Il miracolo di Erdogan, 
da “dittatore” a mediatore 
tra Kiev e Mosca

presidente turco, Erdogan

Erdogan

A meno di un anno dalle elezioni, il presidente turco Erdogan è tornato al centro della scena politica come mediatore di guerra tra Russia e Ucraina. Un grande ruolo internazionale per far dimenticare i fallimenti sul piano interno: il modo autoritario in cui guida il paese, il crescente integralismo musulmano, l’inflazione al 60 per cento e una situazione economica fallimentare.

Promuovendo l’accordo per il trasporto del grano ucraino, bloccato dai russi nel porto di Odessa, Erdogan è riuscito a prendersi quel ruolo di protagonista nella mediazione tra Putin e Zelensky cercato invano da molti leader: Macron, Draghi e Scholz, come azionisti forti dell’UE, ma anche il presidente egiziano Al-Sisi e l’ex premier israeliano Bennett.

Alla fine – a sorpresa –  l’ha invece spuntata Erdogan, il ”dittatore” turco, come lo aveva definito Draghi nell’aprile del 2021, trasformatosi di colpo nell’opportunista pragmatico di cui adesso nessuno può più fare a meno. 

La verità è che il leader di Ankara è sempre stato un politico abile e spregiudicato. Guida l’unico Paese musulmano membro della Nato, tra l’altro un paese di 80 milioni di abitanti che confina con l’Europa, e quindi è coinvolto nelle scelte dell’alleanza atlantica, anche in quelle da cui Erdogan dissente in pubblico per poi negoziare a caro prezzo il suo via libera. Schema puntualmente ripetuto poche settimane fa, quando ha minacciato di bloccare l’ingresso di Svezia e Finlandia nella Nato e ha accettato l’allargamento solo dopo aver ottenuto un colloquio e una “photo opportunity” con il presidente Usa Biden, e – soprattutto – le armi e i fondi che fino a quel momento la Nato gli aveva negato.

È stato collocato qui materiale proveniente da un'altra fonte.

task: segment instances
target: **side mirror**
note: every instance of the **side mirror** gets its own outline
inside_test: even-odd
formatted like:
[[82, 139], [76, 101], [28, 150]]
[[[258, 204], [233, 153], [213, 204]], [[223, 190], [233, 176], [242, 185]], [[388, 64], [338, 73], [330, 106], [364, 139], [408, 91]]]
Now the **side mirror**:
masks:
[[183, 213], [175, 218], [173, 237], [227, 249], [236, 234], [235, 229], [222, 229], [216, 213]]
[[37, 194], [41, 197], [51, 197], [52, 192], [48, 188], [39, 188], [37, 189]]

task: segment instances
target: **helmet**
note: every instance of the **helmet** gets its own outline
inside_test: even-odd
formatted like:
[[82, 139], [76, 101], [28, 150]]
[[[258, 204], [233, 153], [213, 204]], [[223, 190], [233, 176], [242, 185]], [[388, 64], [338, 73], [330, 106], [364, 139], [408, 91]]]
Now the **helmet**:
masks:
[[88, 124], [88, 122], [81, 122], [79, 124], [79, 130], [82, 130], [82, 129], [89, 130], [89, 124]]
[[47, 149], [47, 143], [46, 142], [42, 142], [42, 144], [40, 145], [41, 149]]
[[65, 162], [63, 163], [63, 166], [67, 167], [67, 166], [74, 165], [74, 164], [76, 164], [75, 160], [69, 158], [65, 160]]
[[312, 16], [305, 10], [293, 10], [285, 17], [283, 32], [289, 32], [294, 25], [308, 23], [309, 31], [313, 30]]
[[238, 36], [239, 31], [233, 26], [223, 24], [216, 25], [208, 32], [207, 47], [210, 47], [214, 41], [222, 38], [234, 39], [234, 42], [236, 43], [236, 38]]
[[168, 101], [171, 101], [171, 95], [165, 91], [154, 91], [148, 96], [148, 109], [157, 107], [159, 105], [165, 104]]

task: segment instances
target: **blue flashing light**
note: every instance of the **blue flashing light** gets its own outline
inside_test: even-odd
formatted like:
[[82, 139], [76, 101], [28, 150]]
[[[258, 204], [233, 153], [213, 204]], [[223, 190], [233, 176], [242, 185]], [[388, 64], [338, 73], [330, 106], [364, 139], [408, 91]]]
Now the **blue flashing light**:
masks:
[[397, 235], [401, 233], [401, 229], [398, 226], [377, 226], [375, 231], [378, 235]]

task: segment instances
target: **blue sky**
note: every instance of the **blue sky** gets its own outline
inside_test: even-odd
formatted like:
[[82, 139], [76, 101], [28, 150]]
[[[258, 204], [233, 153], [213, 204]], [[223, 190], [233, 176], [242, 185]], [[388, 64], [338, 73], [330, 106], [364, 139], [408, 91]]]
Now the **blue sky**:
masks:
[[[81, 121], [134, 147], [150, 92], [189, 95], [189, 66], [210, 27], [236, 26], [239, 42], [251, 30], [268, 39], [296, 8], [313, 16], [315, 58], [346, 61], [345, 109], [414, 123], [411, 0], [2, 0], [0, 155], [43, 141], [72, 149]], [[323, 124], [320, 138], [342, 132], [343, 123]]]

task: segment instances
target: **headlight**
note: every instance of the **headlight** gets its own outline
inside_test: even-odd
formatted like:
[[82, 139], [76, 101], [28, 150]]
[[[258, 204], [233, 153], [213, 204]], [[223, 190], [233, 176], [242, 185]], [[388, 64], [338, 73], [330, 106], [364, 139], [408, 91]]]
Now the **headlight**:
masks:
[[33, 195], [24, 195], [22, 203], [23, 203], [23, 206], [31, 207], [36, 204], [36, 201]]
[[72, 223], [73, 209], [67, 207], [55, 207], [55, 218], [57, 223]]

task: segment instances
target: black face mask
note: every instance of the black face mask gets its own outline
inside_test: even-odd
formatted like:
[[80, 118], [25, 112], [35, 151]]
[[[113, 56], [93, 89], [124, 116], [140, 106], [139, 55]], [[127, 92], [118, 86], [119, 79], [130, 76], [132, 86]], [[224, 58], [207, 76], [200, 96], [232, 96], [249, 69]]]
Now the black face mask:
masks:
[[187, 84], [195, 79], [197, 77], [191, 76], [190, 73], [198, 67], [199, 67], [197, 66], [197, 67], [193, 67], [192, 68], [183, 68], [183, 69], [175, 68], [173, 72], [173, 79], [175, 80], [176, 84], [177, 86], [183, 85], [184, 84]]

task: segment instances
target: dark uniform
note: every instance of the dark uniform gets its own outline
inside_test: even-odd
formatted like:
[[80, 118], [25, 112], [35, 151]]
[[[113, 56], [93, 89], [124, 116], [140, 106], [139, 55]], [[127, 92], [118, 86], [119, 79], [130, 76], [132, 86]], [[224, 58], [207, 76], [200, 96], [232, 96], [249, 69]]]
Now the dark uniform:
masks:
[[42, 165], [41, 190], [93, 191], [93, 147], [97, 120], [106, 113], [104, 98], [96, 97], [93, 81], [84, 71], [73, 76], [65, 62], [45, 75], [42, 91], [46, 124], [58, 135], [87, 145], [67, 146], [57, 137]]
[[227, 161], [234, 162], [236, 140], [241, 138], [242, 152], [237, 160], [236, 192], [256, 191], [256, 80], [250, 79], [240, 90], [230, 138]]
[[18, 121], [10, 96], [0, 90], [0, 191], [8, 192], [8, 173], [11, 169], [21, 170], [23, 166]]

presidente turco, Erdogan e Putin

Erdogan e Putin

Amico di Putin, ma anche in buoni rapporti con Zelensky, Erdogan sta sfruttando tutte le opportunità che gli offre la guerra in Ucraina. Lo fa con funambolica abilità, mettendo in mostra tutta la sua doppiezza per mantenersi in bilico tra i contendenti. Per esempio, condannando l’attacco della Russia, ma senza mai parlare di invasione e senza applicare le sanzioni contro Mosca. Nella speranza di “tenere aperto” il canale del dialogo con Mosca, aveva detto il portavoce del presidente turco, per giustificare la scelta. 

presidente turco, Zelensky

Volodymyr Zelensky

Opportunista come sempre, Erdogan ha infine usato la posizione geopolitica del suo Paese e la convenzione di Montreux che, in caso di guerra, affida alla Turchia il controllo degli stretti del Bosforo e dei Dardanelli. E così, quando Zelensky – appellandosi a quel trattato – ha chiesto al governo di Ankara di «proibire il passaggio delle navi da guerra russe nel mar Nero», Erdogan ha fatto partire subito il contropiede. Prima ha chiuso gli stretti alle navi russe e poi, vista la necessità di Putin di allentare il suo isolamento, lo ha spinto a sbloccare il grano dell’Ucraina e ad aprire uno spiraglio di pace tra Mosca e Kiev. Commentando la partenza della prima nave con un carico di grano ucraino dal porto di Odessa, il segretario generale dell’Onu ha detto che trasportava “miglio e speranza”. E la speranza – riaccesa grazie alla mediazione di Erdogan – è che si arrivi presto a un cessate il fuoco.